More informationClassification goals: Make 1 guess about the label (Top-1 error) Make 5 guesses about the label (Top-5 error) No Bounding Box
ImageNet Classification with Deep Convolutional Neural Networks Alex Krizhevsky, Ilya Sutskever, Geoffrey E. Hinton Motivation Classification goals: Make 1 guess about the label (Top-1 error) Make 5 guesses
More informationRegularization Introduction to Machine Learning. Matt Gormley Lecture 10 Feb. 19, 2018
1-61 Introduction to Machine Learning Machine Learning Department School of Computer Science Carnegie Mellon University Regularization Matt Gormley Lecture 1 Feb. 19, 218 1 Reminders Homework 4: Logistic
More information<Special Topics in VLSI> Learning for Deep Neural Networks (Back-propagation)
Learning for Deep Neural Networks (Back-propagation) Outline Summary of Previous Standford Lecture Universal Approximation Theorem Inference vs Training Gradient Descent Back-Propagation
More informationIntroduction to Convolutional Neural Networks (CNNs)

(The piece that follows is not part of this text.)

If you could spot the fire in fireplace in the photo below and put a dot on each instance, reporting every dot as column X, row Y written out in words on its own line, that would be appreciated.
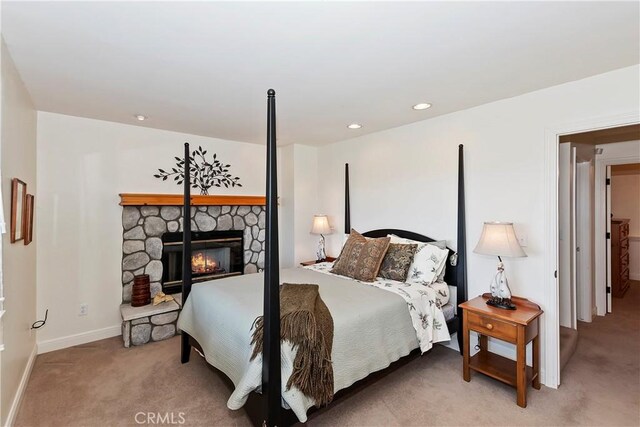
column 214, row 254
column 209, row 261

Introduction to Convolutional Neural Networks (CNNs) nojunk@snu.ac.kr http://mipal.snu.ac.kr Department of Transdisciplinary Studies Seoul National University, Korea Jan. 2016 Many slides are from Fei-Fei
More informationECE G: Special Topics in Signal Processing: Sparsity, Structure, and Inference
ECE 18-898G: Special Topics in Signal Processing: Sparsity, Structure, and Inference Neural Networks: A brief touch Yuejie Chi Department of Electrical and Computer Engineering Spring 2018 1/41 Outline
More informationCS 179: LECTURE 16 MODEL COMPLEXITY, REGULARIZATION, AND CONVOLUTIONAL NETS
CS 179: LECTURE 16 MODEL COMPLEXITY, REGULARIZATION, AND CONVOLUTIONAL NETS LAST TIME Intro to cudnn Deep neural nets using cublas and cudnn TODAY Building a better model for image classification Overfitting
More informationNeural Networks. Single-layer neural network. CSE 446: Machine Learning Emily Fox University of Washington March 10, /9/17
3/9/7 Neural Networks Emily Fox University of Washington March 0, 207 Slides adapted from Ali Farhadi (via Carlos Guestrin and Luke Zettlemoyer) Single-layer neural network 3/9/7 Perceptron as a neural
More informationSGD and Deep Learning
SGD and Deep Learning Subgradients Lets make the gradient cheating more formal. Recall that the gradient is the slope of the tangent. f(w 1 )+rf(w 1 ) (w w 1 ) Non differentiable case? w 1 Subgradients
More informationIntroduction to Machine Learning (67577)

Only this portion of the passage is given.